2 files changed, 59 insertions, 24 deletions
diff --git a/xmrstak/backend/amd/amd_gpu/gpu.cpp b/xmrstak/backend/amd/amd_gpu/gpu.cpp
index deb0fc7..2bd3688 100644
--- a/xmrstak/backend/amd/amd_gpu/gpu.cpp
+++ b/xmrstak/backend/amd/amd_gpu/gpu.cpp
@@ -653,6 +653,8 @@ size_t XMRSetJob(GpuContext* ctx, uint8_t* input, size_t input_len, uint32_t tar
 
 	input[input_len] = 0x01;
 	memset(input + input_len + 1, 0, 88 - input_len - 1);
+	
+	size_t numThreads = ctx->rawIntensity;
 
 	if((ret = clEnqueueWriteBuffer(ctx->CommandQueues, ctx->InputBuffer, CL_TRUE, 0, 88, input, 0, NULL, NULL)) != CL_SUCCESS)
 	{
@@ -680,6 +682,13 @@ size_t XMRSetJob(GpuContext* ctx, uint8_t* input, size_t input_len, uint32_t tar
 		return ERR_OCL_API;
 	}
 
+	// Threads
+	if((ret = clSetKernelArg(ctx->Kernels[0], 3, sizeof(cl_ulong), &numThreads)) != CL_SUCCESS)
+	{
+		printer::inst()->print_msg(L1,"Error %s when calling clSetKernelArg for kernel 0, argument 3.", err_to_str(ret));
+		return(ERR_OCL_API);
+	}
+
 	// CN2 Kernel
 
 	// Scratchpads
@@ -696,6 +705,13 @@ size_t XMRSetJob(GpuContext* ctx, uint8_t* input, size_t input_len, uint32_t tar
 		return ERR_OCL_API;
 	}
 
+	// Threads
+	if((ret = clSetKernelArg(ctx->Kernels[1], 2, sizeof(cl_ulong), &numThreads)) != CL_SUCCESS)
+	{
+		printer::inst()->print_msg(L1,"Error %s when calling clSetKernelArg for kernel 1, argument 2.", err_to_str(ret));
+		return(ERR_OCL_API);
+	}
+
 	// CN3 Kernel
 	// Scratchpads
 	if((ret = clSetKernelArg(ctx->Kernels[2], 0, sizeof(cl_mem), ctx->ExtraBuffers + 0)) != CL_SUCCESS)
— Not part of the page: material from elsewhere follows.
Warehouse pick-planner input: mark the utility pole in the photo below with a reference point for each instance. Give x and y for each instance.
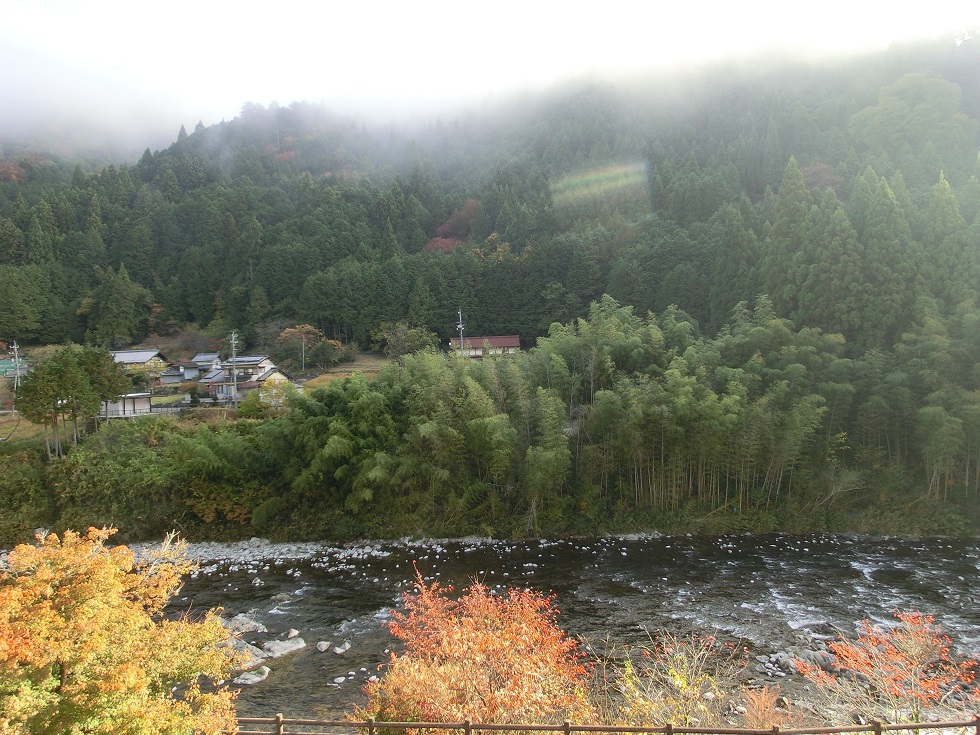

@@ -739,6 +755,13 @@ size_t XMRSetJob(GpuContext* ctx, uint8_t* input, size_t input_len, uint32_t tar
 		return ERR_OCL_API;
 	}
 
+	// Threads
+	if((ret = clSetKernelArg(ctx->Kernels[2], 6, sizeof(cl_ulong), &numThreads)) != CL_SUCCESS)
+	{
+		printer::inst()->print_msg(L1,"Error %s when calling clSetKernelArg for kernel 2, argument 6.", err_to_str(ret));
+		return(ERR_OCL_API);
+	}
+
 	for(int i = 0; i < 4; ++i)
 	{
 		// States
@@ -780,12 +803,14 @@ size_t XMRRunJob(GpuContext* ctx, cl_uint* HashOutput)
 	size_t BranchNonces[4];
 	memset(BranchNonces,0,sizeof(size_t)*4);
 
-	size_t g_thd = ctx->rawIntensity;
+	size_t g_intensity = ctx->rawIntensity;
 	size_t w_size = ctx->workSize;
+	// round up to next multiple of w_size
+	size_t g_thd = ((g_intensity + w_size - 1u) / w_size) * w_size;
 
 	for(int i = 2; i < 6; ++i)
 	{
-		if((ret = clEnqueueWriteBuffer(ctx->CommandQueues, ctx->ExtraBuffers[i], CL_FALSE, sizeof(cl_uint) * g_thd, sizeof(cl_uint), &zero, 0, NULL, NULL)) != CL_SUCCESS)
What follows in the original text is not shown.